Sininhos que eu tinha comprado quando ainda era solteira e morava com meus
pais. Tudo em perfeito estado, aguardando dentro da caixa para fazer parte de
um Natal feliz outra vez.
Coloquei todos os enfeites, novos e antigos, na
árvore de Natal. Pedi ao meu marido que fizesse as honras, colocando a estrela
no topo da árvore. Olhei de longe, olhei de perto, deixei as lágrimas rolarem
de emoção quando as luzes foram acesas.
Fiquei horas na cozinha, fiz muita comida, arrumei
tudo, recebi a família e tive o Natal que esperava. Cantei, chorei e,
principalmente, sorri muito. Foi um Natal como eu queria fazer acontecer.
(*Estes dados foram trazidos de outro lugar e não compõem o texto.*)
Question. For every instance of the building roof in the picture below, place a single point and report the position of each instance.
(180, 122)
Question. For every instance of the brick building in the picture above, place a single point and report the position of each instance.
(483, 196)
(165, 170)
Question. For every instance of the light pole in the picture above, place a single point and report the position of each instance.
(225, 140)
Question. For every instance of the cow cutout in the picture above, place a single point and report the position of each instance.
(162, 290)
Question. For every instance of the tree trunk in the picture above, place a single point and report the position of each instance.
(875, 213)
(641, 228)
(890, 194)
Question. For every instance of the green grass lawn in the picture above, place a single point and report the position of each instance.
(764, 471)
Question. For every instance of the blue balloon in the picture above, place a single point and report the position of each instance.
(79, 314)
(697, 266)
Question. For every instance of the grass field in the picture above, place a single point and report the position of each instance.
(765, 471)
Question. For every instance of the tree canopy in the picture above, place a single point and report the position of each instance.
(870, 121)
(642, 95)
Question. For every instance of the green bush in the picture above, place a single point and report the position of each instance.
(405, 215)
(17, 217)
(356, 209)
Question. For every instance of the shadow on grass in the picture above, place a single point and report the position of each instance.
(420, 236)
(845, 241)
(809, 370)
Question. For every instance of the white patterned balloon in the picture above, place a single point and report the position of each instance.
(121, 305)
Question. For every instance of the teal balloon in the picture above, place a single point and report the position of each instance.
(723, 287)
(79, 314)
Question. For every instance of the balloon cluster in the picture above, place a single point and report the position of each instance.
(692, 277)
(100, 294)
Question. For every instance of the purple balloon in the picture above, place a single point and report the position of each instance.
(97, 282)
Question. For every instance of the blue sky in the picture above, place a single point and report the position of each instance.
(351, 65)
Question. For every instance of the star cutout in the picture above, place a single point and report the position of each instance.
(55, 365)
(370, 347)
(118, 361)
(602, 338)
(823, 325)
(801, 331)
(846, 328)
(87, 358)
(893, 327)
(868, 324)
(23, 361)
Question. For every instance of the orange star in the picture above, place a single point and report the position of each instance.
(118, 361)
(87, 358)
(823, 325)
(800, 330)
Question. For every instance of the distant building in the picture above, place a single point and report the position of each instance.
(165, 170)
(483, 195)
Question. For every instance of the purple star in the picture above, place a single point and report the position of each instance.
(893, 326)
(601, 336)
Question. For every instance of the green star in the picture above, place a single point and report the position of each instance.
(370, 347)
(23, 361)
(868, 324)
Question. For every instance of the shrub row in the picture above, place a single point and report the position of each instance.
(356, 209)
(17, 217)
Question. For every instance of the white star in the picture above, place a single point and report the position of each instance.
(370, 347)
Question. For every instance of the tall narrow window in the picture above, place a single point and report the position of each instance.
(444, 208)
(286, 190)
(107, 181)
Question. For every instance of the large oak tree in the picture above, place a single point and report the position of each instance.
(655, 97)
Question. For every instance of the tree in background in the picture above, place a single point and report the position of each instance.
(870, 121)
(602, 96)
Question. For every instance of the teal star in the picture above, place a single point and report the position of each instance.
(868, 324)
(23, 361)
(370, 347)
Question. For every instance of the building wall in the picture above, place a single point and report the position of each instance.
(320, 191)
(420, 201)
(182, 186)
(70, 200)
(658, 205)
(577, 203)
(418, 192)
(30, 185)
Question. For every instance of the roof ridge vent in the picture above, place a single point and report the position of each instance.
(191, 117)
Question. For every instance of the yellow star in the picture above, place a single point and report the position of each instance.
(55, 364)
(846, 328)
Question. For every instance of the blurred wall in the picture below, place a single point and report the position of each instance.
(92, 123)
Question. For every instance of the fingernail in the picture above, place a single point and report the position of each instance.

Hoje, depois da celebração do Ano Novo, chegou
o dia de despir a árvore. Fui tirando enfeite por enfeite e, de repente, me
senti como quem colhe frutos. Perguntei pra mim mesma: que frutos são estes? O
que estou colhendo aqui?
Eu colho da árvore os frutos de um passado
feliz. Eu ponho nas mãos os enfeites que estão imantados de afeto e boas
lembranças. Eu retiro cada um com cuidado enquanto tenho uma deliciosa sensação
de que me reconheço neles, de que sei quando começaram a fazer parte dos meus
natais e de tudo que já vivi. Eu seguro delicadamente os enfeites antigos e
sinto o calor das mãos do meu pai, enquanto meus ouvidos insistem em me fazer
lembrar do som do piano me dizendo: A
Graça infinda ao mundo vem, na Gruta de Belém, na Gruta de Belém!